A Guide to Nanny Background Checks
The Importance of References
Begin by gathering references during your first interview with a potential nanny. Ask him or her for the names and numbers of at least three former employers, plus the contact information for three personal references like a clergyman or former teacher. Don’t accept best friends or relatives as references. You don’t want to waste your time listening to someone’s mother gush that, “Linda was so sweet with her baby dolls and was voted Most Popular in eighth grade!” or hear her best friend offer up tired cliché’s like, “She’s the kind of person that’s always there for me! She’s always there through thick and thin.” That’s all lovely, but it doesn’t tell you the important stuff like how someone reacts under stress or if they learn best through verbal or written instruction.

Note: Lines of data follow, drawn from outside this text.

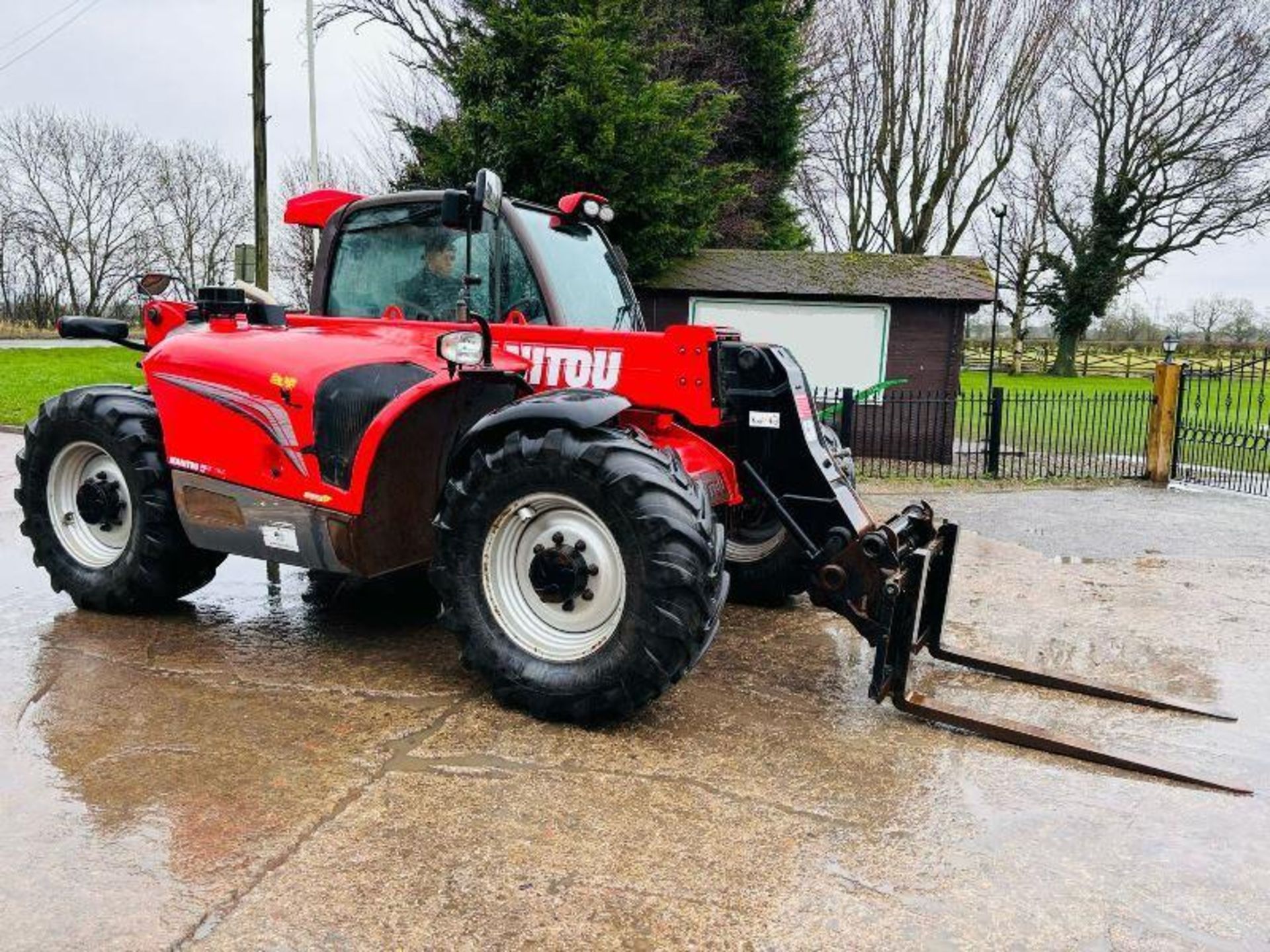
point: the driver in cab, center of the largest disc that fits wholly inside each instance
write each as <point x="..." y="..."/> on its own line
<point x="432" y="294"/>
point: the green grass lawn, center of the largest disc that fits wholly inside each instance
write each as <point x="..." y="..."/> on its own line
<point x="28" y="376"/>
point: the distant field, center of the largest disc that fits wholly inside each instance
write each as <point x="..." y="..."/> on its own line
<point x="1043" y="383"/>
<point x="28" y="376"/>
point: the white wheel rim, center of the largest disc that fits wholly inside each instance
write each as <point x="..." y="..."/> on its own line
<point x="548" y="630"/>
<point x="89" y="545"/>
<point x="738" y="551"/>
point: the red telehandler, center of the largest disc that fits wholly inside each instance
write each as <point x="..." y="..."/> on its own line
<point x="473" y="390"/>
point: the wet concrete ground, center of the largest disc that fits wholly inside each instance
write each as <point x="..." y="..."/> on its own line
<point x="257" y="772"/>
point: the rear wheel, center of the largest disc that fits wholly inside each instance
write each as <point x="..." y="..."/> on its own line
<point x="98" y="506"/>
<point x="583" y="571"/>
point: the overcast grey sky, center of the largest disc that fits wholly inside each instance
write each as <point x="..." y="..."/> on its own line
<point x="179" y="69"/>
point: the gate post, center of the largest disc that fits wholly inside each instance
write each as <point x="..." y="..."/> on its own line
<point x="995" y="414"/>
<point x="847" y="416"/>
<point x="1162" y="428"/>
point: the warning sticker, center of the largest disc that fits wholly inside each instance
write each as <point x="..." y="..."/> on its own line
<point x="280" y="535"/>
<point x="765" y="420"/>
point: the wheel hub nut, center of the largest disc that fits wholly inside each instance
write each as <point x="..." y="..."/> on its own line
<point x="99" y="503"/>
<point x="560" y="574"/>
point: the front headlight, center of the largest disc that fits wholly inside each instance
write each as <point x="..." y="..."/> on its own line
<point x="461" y="347"/>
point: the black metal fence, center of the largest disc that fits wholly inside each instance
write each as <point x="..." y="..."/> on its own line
<point x="1223" y="426"/>
<point x="1010" y="434"/>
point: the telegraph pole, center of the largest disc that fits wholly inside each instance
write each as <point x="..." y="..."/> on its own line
<point x="313" y="95"/>
<point x="259" y="125"/>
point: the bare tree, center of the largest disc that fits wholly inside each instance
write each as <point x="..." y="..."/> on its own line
<point x="429" y="26"/>
<point x="200" y="206"/>
<point x="920" y="114"/>
<point x="837" y="183"/>
<point x="1021" y="190"/>
<point x="1245" y="328"/>
<point x="1218" y="315"/>
<point x="79" y="183"/>
<point x="1170" y="149"/>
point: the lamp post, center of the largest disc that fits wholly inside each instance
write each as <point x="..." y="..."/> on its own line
<point x="1000" y="214"/>
<point x="1170" y="347"/>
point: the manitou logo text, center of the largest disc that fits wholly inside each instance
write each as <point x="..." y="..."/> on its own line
<point x="570" y="366"/>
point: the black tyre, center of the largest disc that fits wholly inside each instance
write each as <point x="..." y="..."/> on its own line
<point x="98" y="506"/>
<point x="766" y="564"/>
<point x="582" y="571"/>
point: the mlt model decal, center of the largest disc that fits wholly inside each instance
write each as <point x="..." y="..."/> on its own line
<point x="265" y="414"/>
<point x="571" y="366"/>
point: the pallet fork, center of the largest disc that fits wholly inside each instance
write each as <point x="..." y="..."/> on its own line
<point x="893" y="582"/>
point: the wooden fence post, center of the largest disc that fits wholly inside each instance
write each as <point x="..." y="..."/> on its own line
<point x="1162" y="428"/>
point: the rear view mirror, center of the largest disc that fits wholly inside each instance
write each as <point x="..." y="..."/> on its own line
<point x="456" y="208"/>
<point x="489" y="192"/>
<point x="154" y="285"/>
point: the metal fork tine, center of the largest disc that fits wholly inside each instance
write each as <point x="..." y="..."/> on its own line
<point x="1027" y="735"/>
<point x="1081" y="686"/>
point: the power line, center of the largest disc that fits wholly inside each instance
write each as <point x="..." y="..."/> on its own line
<point x="36" y="46"/>
<point x="27" y="32"/>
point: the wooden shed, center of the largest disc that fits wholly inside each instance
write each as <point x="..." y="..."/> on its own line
<point x="851" y="319"/>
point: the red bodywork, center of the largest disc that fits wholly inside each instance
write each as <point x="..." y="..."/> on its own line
<point x="265" y="380"/>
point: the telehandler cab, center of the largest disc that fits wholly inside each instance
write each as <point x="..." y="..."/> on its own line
<point x="473" y="389"/>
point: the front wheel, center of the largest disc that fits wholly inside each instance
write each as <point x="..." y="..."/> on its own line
<point x="582" y="571"/>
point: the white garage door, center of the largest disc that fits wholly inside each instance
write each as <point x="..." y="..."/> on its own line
<point x="839" y="346"/>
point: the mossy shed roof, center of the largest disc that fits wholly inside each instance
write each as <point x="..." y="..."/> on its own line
<point x="837" y="274"/>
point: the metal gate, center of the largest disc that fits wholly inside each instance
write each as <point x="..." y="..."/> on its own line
<point x="1223" y="426"/>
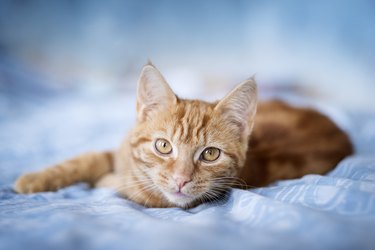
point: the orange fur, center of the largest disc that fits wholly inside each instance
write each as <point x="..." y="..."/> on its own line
<point x="286" y="142"/>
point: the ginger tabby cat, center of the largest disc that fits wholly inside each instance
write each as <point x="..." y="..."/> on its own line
<point x="185" y="152"/>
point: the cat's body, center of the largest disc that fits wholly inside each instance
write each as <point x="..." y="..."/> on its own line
<point x="184" y="152"/>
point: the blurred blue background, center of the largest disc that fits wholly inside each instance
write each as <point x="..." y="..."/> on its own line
<point x="202" y="47"/>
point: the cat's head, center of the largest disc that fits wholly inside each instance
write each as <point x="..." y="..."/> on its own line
<point x="190" y="150"/>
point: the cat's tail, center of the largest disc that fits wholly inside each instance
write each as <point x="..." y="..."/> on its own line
<point x="89" y="167"/>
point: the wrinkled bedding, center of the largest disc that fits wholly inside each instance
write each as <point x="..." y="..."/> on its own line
<point x="336" y="211"/>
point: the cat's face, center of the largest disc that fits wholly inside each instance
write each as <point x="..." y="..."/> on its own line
<point x="190" y="150"/>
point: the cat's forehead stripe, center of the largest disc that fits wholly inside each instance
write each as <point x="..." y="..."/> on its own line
<point x="191" y="121"/>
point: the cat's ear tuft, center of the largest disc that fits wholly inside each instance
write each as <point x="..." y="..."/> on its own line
<point x="239" y="106"/>
<point x="154" y="93"/>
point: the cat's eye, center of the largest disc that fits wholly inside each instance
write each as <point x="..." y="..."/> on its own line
<point x="210" y="154"/>
<point x="163" y="146"/>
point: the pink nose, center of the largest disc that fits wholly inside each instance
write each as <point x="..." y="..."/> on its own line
<point x="181" y="181"/>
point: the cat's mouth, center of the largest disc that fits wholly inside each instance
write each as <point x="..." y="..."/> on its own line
<point x="179" y="198"/>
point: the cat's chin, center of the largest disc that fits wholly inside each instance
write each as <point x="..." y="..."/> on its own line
<point x="179" y="199"/>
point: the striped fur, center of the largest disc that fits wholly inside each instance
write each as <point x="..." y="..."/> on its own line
<point x="286" y="142"/>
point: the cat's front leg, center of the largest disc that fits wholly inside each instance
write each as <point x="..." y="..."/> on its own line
<point x="89" y="167"/>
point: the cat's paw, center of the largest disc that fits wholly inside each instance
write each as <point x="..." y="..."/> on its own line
<point x="30" y="183"/>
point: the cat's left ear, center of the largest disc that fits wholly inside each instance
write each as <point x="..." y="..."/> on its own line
<point x="153" y="94"/>
<point x="239" y="106"/>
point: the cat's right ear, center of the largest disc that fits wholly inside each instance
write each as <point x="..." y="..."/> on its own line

Unless your nanny candidate is really on the ball, she won’t have all those names and numbers handy, so give her a day or so to gather the necessary information for you. If she’s only been a nanny to one or two other families, it’s perfectly valid and sometimes helpful to contact her old boss from a restaurant or retail store. You may learn something by inquiring how many sick days she took in a year, if she was consistently punctual, and if she quickly adapted to new tasks or if was ever Employee of the Month.

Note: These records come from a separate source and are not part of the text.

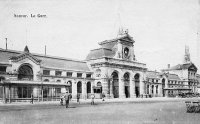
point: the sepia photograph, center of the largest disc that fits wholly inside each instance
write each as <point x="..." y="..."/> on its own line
<point x="99" y="62"/>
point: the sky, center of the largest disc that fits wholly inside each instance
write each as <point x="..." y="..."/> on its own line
<point x="71" y="28"/>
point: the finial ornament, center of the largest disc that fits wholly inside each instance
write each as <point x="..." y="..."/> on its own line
<point x="122" y="31"/>
<point x="187" y="55"/>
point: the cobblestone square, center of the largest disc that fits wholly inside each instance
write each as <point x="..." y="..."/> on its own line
<point x="144" y="112"/>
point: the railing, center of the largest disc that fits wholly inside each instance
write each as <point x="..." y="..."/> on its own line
<point x="192" y="107"/>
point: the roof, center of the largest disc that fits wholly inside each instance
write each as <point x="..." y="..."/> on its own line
<point x="182" y="66"/>
<point x="173" y="77"/>
<point x="125" y="37"/>
<point x="152" y="74"/>
<point x="46" y="61"/>
<point x="99" y="53"/>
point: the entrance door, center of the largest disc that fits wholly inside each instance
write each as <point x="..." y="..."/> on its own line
<point x="127" y="91"/>
<point x="137" y="92"/>
<point x="115" y="85"/>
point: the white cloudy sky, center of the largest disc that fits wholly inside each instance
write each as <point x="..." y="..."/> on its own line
<point x="161" y="28"/>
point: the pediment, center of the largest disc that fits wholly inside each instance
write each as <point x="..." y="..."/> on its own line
<point x="23" y="56"/>
<point x="127" y="38"/>
<point x="193" y="67"/>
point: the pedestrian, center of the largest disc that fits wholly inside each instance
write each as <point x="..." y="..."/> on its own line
<point x="78" y="98"/>
<point x="61" y="99"/>
<point x="66" y="99"/>
<point x="92" y="99"/>
<point x="70" y="96"/>
<point x="103" y="96"/>
<point x="32" y="98"/>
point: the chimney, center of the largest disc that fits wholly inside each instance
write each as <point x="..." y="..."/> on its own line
<point x="45" y="50"/>
<point x="6" y="44"/>
<point x="168" y="66"/>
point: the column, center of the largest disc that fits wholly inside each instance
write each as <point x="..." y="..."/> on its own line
<point x="9" y="94"/>
<point x="105" y="86"/>
<point x="84" y="90"/>
<point x="150" y="91"/>
<point x="42" y="92"/>
<point x="141" y="87"/>
<point x="74" y="89"/>
<point x="155" y="90"/>
<point x="111" y="88"/>
<point x="121" y="88"/>
<point x="132" y="88"/>
<point x="3" y="99"/>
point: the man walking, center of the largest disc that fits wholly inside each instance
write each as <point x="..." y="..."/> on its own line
<point x="32" y="98"/>
<point x="66" y="99"/>
<point x="78" y="98"/>
<point x="92" y="98"/>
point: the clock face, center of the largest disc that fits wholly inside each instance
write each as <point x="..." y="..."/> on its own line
<point x="126" y="52"/>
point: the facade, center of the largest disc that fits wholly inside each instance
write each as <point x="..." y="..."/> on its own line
<point x="45" y="77"/>
<point x="116" y="69"/>
<point x="111" y="70"/>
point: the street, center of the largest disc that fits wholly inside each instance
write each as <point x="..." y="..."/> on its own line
<point x="159" y="112"/>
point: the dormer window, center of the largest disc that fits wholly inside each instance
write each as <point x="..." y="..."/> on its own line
<point x="79" y="74"/>
<point x="88" y="75"/>
<point x="69" y="74"/>
<point x="58" y="73"/>
<point x="46" y="72"/>
<point x="2" y="69"/>
<point x="126" y="52"/>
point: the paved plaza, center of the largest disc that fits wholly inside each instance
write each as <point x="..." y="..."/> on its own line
<point x="138" y="111"/>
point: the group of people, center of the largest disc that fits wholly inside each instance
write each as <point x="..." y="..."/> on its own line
<point x="67" y="97"/>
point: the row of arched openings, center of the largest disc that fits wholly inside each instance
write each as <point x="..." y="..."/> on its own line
<point x="115" y="84"/>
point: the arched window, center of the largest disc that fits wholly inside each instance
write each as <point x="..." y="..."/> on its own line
<point x="2" y="78"/>
<point x="99" y="84"/>
<point x="58" y="81"/>
<point x="79" y="87"/>
<point x="25" y="72"/>
<point x="98" y="73"/>
<point x="46" y="80"/>
<point x="88" y="87"/>
<point x="70" y="87"/>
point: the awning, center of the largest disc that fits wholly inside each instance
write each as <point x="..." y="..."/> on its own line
<point x="40" y="83"/>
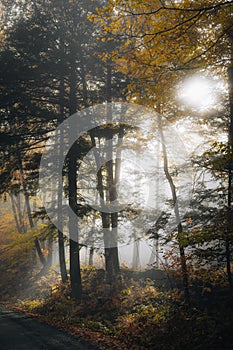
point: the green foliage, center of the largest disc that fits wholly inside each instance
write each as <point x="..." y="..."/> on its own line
<point x="141" y="316"/>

Armed with a solid list of references, it’s time to burn up the phone lines! The best time to call someone is generally in the evening. Due to Human Resource Department restrictions, many companies will only give out a person’s date of employment. Even if you manage to get a manager on the phone, they are often reluctant to discuss former employees within earshot of the ones still there.
If you’re having a hard time breaking the ice with an old boss at the office, politely offer to call him or her that evening after dinner. Something along the lines of, “You know, it’s hard to talk about this stuff at work, and I’m probably interrupting important things you need to get done. Would it be too much trouble if we could continue the conversation this evening? Say around 7:00 PM?” Having a heart-to-heart chat later in the evening ensures that you’re speaking to someone who’s a bit more relaxed, with no worries of anyone listening in.